Even as she struggled with her entire body, even as she continued to drown, even as she stayed unable to breathe or speak, Suou-san looked up at me through the surface of the water—but she had never once been looking at me for help.
With those strong piranha eyes.
With those eyes filled with a strong determination, she was trying to bring something to my attention.
She kept flapping her mouth open to try and tell me something—and it was definitely not in the way a “drowning goldfish” would. However, no matter what Suou-san was shouting at me—no matter what sort of plan she had to try and escape from this crisis, it wouldn’t reach me from within the water.
Despite being anticipated for my ability to communicate with oddities, something this irritating was a first—there was no way I could even begin to understand the movements of a piranha’s mouth, no matter how hard I stared at Suou-san’s mouth to try and read her lips.
But, just as I was starting to despair, I suddenly plunged into the water.

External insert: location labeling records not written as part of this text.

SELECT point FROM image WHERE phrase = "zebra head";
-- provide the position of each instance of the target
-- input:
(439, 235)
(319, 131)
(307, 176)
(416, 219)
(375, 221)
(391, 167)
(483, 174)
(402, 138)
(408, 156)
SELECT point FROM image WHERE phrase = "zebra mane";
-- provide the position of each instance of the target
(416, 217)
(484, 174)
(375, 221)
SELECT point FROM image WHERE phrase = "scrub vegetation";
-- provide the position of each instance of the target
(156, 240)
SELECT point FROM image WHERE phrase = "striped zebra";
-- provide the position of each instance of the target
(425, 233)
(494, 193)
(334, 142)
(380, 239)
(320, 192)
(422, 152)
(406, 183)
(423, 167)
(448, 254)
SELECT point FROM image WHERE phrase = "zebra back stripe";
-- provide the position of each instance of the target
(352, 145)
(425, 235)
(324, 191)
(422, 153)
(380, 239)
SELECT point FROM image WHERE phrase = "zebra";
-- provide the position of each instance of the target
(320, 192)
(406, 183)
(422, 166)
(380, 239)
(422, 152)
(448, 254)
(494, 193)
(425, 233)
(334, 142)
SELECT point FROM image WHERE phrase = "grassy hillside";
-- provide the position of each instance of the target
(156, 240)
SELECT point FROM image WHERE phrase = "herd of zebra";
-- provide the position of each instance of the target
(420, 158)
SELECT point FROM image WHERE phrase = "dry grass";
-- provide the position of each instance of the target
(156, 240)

Though I had braced myself against the water, increasing my points of contact unlike how I was supposed to, in order to not be washed away by the current, I suddenly—as if it was a matter of course—sank into the river with a splash.
As if I’d stepped on a pitfall, I sank in a straight line towards Suou-san.
I would have never been able to guess what had actually happened.
What Suou-san was doing was not shouting, but singing.
The “mermaid’s song”.
If it was within the range of common knowledge that the “mermaid’s flesh” gave rise to eternal youth and longevity, then it was within the range of common knowledge that the “mermaid’s song” had the power to sink ships—for a song that could sink even the most unsinkable of ships, it wasn’t hard to sink a single person.
And so I was able to reach Suou-san.
But of course, I would have never been able to guess that that wasn’t even Suou-san’s intention.
It wasn’t that unreasonable to assume that, despite telling me to leave her behind in an emergency with a calm face, she looked to me for help when it came down to it—but if that wasn’t the case, it was clear that she wanted to get me to do something.
The “invisible hand”.
Regardless of whether being brought into the inside of the water bed changed the reflectivity or whether my scrambling about changed the transparency, I was able to distinctly see the hand that should have been invisible.
I was able to see the hand that was grabbing Suou-san’s body, as if it was grabbing not a piranha but a squirming eel—but the role I’d given was not to pull that hand off of her.
What I was supposed to do was—take the hand that was grabbing Suou-san.
The hand of the child that was reaching out for help.